Polling suggests that 60% of men and 40% of women commit adultery at some point in their marriages. Considering that 78% of people in America identify as Christians, that infers that there are a lot of Christians out there committing adultery!

This is because the church allows them to do so, just as the church allows abortion, divorce, remarriage, homosexuality, and other things labeled as 'sin' in the Bible.  It's because, for the most part, many denominations have dispensed with Scriptural teaching, and members of those church have rarely-to-never opened a Bible on their own – they depend on their pastor, preacher, or teacher to give them 'the goods' on the Bible.  And if that pastor, preacher, or teacher has been corrupted by society – be it in an urge to be more 'relevant', less 'confrontational', more 'inclusive', or whichever excuse they prefer to spout – and refuses to use Scripture rightly, you end up with Christians-in-name-only who, like their leaders, smorgasbord Christianity, taking what they like and leaving what they don't.  Those folks, along with their churches, make up the majority of that 78% figure up there, which ends up making them the 'mouthpiece for Christianity'.

Mouthpiece for false Christianity is more like it.

Therefore, Christians should hold true to their beliefs and also refuse services to adulterers and wealthy people. It's only fair!

Once again, we see the hysterical 'refuse service' meme.  These bakers and photographers and others aren't refusing service in general – they're refusing service which would force them to participate in, and therefore endorse by their participation, something anti-Scriptural.  If you're asked to bake a wedding cake, you are participating in that marriage; if you are asked to photograph a wedding, you are participating in that wedding. If you're asked to host a wedding, you are participating in that wedding.  And in each case, your participation indicates approval and endorsement, whether you want it to or not.

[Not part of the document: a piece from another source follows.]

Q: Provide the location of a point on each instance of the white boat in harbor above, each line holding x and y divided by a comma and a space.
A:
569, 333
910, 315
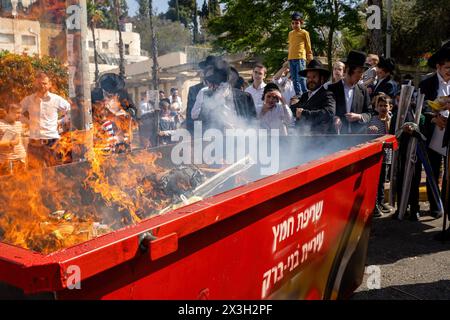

Now, as far as refusing service to the wealthy, nowhere in Scripture does it say that wealth is a bad thing – in fact, God provides wealth to people.  What's wrong is placing your faith and trust in that wealth, and turning it into a locus of worship – a god, if you will.  In order to follow Jesus, you have to be willing to give it all up, give it all away, and focus on Him.

As for adulterers, I would concede the point to the writer if the writer could give insight into how, exactly, a baker or florist or photographer or the like could ascertain whether the couple – or person – before them is actually an adulterer, without subjecting those people to an interrogation?  Being an adulterer or adulteress isn't as obvious as being homosexual, particularly if you enter the business as a couple.  And it's really obvious when the homosexual couple asks for a wedding cake with their names on it.

First, though, what has to happen is that Christian pastors, preachers, and teachers need to pony up and start doing the job they're supposed to do.  They need to teach Scripture.  They need to preach Scripture.  They need to adhere to Scripture themselves, and demand adherence from their flocks.  They need to call out sin as sin and condemn it, then offer the salvation provided by our Lord and Savior, Jesus Christ.  They also have to demand behavioral changes in their flock, and not look aside while members continue in their sin.

God expected – no, He demanded – behavioral change.  So did Jesus.  So did Paul, and Peter, and James, and John, and Jude, and the author of Hebrews.

We ought not be different.

Oh, and would Jesus have healed a homosexual?  I'm sure He would have.  And I'm just as sure He would have followed the healing with a warning against continuing in sin.